On November 9, a day after Geragos gave prosecutors the Lusman declaration, Deputy D.A. Ann Rundle filed the below motion seeking dismissal of the drug count, which was filed nine months earlier. Rundle wrote to Judge Elden Fox that Ryder's lawyer had given her "a declaration of a witness signed under penalty of perjury" that "if true, raises a question as to whether the defendant possessed the requisite criminal knowledge necessary" to support the felony drug charge. Both sides declined to identify the declaration's author, though each acknowledged it was sworn by a doctor who had treated Ryder. Fox granted the D.A.'s dismissal motion on October 16.

Sandi Gibbons, the D.A.'s spokesperson, declined to provide a copy of the November 8 declaration, which she said was "not a public document." Gibbons told TSG that the information provided in the declaration "was such that, if presented to a jury, would likely result in an acquittal" on the drug charge. She declined to answer questions why the D.A. would rely on the tainted Lusman and suggested that a reporter file a public records request and then "battle it out in court" with the D.A.'s office.

By November 2002, investigators handling the Ryder case were well aware of Lusman's sleazy modus operandi, which the state medical board derided as a "cash-and-carry" practice.
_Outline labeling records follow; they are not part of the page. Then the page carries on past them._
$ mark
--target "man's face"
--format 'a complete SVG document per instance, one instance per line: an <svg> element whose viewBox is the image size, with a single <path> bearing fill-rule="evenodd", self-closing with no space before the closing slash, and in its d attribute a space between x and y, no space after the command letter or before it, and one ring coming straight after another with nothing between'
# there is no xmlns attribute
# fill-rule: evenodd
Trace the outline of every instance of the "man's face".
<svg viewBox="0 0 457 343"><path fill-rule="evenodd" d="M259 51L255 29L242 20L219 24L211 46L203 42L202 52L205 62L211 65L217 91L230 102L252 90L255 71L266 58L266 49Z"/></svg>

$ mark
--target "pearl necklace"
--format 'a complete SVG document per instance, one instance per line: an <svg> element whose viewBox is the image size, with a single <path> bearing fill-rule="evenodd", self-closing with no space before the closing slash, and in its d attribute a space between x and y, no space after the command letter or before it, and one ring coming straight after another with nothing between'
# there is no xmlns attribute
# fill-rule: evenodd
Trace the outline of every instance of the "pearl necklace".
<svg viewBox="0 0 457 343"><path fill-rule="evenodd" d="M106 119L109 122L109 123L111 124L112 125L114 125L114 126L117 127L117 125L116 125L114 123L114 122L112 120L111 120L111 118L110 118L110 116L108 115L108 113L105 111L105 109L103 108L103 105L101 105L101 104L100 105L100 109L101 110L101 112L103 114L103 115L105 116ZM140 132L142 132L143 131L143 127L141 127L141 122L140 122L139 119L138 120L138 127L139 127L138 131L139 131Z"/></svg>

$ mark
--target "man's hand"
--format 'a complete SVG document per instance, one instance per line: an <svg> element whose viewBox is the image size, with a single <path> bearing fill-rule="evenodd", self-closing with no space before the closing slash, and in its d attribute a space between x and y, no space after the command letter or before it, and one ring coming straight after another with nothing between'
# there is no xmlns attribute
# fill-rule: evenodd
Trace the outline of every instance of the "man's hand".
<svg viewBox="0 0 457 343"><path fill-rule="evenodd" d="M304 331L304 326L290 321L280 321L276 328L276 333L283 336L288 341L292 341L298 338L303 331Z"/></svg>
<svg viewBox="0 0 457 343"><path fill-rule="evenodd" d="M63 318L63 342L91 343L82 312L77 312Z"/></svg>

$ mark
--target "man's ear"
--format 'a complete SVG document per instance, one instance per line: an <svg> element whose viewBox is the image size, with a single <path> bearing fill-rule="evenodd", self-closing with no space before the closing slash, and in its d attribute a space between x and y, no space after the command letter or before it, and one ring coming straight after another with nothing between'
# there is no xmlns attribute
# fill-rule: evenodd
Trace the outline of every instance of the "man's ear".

In fact, according to Ryder's probation report, within days of the actress's arrest, a board investigator reached out to her L.A. counterparts with details of Ryder's involvement with Lusman, then the subject of a lengthy state probe. The investigator, Charlene McKenzie, reported that Lusman's connection with Ryder was uncovered as a result of search warrants executed on the doctor's home and office. The seized records revealed that Lusman provided a variety of painkillers to Ryder, who received prescriptions in her own name as that of an alias, Emily Thompson. In light of the felony count brought against Ryder charging her with illegal possession of tablets of Oxycodone, the probation report notes that medical board investigators discovered "no prescriptions under any known aka of the defendant...for the schedule II drugs oxycodone and hydrocodone."

Details of Ryder's drug use and Lusman's illicit prescription practices did not surface until December 6, the day Ryder was sentenced and her probation report--which mentioned Lusman by name--was released. Today, the defrocked doctor seems to have soured on the patient for whom he swore out the November declaration. In this week's National Enquirer, Lusman alleges that Ryder--during a January 2002 visit to his office with a lawyer from Geragos's office--swiped a prescription slip (which she then tried to pass months later at a San Francisco druggist). Lusman apparently did not recount that episode in his sworn declaration.